Lyrically, the tracks on Fear of Music are playful and erudite; Bloombury’s 33 1/3 book series, which invites authors to write on the subject of their favourite albums, features MacArthur scholar Jonathon Lethem’s take of Byrne’s voice.

Lethem calls the album ‘a self-portrait of a radically destabilised narrative stance.’ Simply put, the songs claim to be making assertions about things, then they take those assertions apart.

In Heaven, we’re told that ‘Heaven is a place where nothing ever happens’ and then that ‘It’s hard to imagine that nothing at all could be so exciting.’

In Life during Wartime Byrne paints us a picture of vans loaded with weapons and ‘gravesites out by the highway, a place where nobody knows’ set over an ecstatic and energetically danceable rhythm.

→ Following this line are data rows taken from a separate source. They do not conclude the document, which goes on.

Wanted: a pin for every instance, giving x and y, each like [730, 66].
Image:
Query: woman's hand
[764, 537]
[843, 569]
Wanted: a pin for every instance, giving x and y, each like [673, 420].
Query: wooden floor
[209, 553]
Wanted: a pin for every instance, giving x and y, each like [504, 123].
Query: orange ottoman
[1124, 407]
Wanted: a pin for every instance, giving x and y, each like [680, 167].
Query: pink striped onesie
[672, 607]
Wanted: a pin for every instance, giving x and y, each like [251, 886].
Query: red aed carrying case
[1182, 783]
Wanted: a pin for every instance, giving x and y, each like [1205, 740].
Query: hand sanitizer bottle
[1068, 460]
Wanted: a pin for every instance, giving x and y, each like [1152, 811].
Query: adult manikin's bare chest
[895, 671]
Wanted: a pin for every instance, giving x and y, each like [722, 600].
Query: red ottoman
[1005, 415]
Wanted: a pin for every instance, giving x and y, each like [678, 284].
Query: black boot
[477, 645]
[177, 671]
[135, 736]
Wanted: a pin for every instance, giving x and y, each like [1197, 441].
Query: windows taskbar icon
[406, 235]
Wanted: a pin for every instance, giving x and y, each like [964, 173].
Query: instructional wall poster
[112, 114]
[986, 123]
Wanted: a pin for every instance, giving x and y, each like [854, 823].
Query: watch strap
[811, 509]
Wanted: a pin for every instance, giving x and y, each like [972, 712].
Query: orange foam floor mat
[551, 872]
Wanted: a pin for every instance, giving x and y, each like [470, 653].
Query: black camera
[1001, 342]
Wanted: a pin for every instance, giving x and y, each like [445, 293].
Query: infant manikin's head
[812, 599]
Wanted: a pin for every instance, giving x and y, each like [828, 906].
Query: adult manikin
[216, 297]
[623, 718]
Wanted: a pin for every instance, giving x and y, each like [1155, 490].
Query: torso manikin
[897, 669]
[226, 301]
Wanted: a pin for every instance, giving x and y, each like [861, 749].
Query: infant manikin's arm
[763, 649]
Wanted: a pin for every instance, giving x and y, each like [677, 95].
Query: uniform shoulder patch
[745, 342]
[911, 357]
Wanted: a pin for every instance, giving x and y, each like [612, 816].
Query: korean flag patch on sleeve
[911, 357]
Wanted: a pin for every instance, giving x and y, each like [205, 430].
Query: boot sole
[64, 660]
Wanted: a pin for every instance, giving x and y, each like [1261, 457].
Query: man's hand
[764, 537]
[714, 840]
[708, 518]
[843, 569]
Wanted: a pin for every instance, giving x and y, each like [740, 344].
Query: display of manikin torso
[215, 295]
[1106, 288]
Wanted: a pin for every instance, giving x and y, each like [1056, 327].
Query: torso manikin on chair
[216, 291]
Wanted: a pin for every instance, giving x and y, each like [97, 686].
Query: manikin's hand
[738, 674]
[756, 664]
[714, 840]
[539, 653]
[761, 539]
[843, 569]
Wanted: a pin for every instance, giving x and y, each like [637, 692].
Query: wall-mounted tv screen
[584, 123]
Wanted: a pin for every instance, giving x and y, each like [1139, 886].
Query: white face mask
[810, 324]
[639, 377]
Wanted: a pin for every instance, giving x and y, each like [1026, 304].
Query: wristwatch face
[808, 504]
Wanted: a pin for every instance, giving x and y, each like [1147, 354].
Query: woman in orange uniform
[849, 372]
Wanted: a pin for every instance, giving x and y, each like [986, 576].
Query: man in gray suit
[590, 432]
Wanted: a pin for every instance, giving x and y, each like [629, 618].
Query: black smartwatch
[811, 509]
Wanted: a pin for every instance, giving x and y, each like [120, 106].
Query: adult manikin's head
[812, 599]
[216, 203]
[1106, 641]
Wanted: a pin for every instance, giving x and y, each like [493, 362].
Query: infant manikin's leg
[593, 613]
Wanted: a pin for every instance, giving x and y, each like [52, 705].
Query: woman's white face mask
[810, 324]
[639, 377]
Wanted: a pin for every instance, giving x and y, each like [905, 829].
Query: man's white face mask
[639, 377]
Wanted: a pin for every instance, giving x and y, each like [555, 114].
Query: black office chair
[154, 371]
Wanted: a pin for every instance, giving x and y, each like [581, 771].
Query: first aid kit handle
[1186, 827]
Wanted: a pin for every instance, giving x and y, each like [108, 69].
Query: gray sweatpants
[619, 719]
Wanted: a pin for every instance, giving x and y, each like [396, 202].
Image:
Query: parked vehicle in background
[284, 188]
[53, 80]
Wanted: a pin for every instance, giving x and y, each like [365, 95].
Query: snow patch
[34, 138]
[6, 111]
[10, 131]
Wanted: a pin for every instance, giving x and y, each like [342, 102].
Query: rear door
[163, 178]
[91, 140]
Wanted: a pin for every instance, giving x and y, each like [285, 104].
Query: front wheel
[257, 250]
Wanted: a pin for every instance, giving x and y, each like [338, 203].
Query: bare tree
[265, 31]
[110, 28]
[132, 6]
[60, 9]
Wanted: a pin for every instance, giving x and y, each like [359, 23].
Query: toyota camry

These are songs that invite us to question our ideas of tonal and genre, and of which voices get to speak on which ideas. The band plays with what is and isn’t serious by being nakedly creative and unafraid to sing what they feel.

Byrne put out his most recent solo album American Utopia to critical acclaim last year, and its accompanying gigs were hugely critically acclaimed.  Boundary-pushing work continues to be released by Byrne-collaborators like St Vincent and Anna Calvi, who appears at Future Yards Festival later this month.

As Talking Heads are consistently cited as influences by the most exciting new talents, it’s always the right time to dive back into their discography.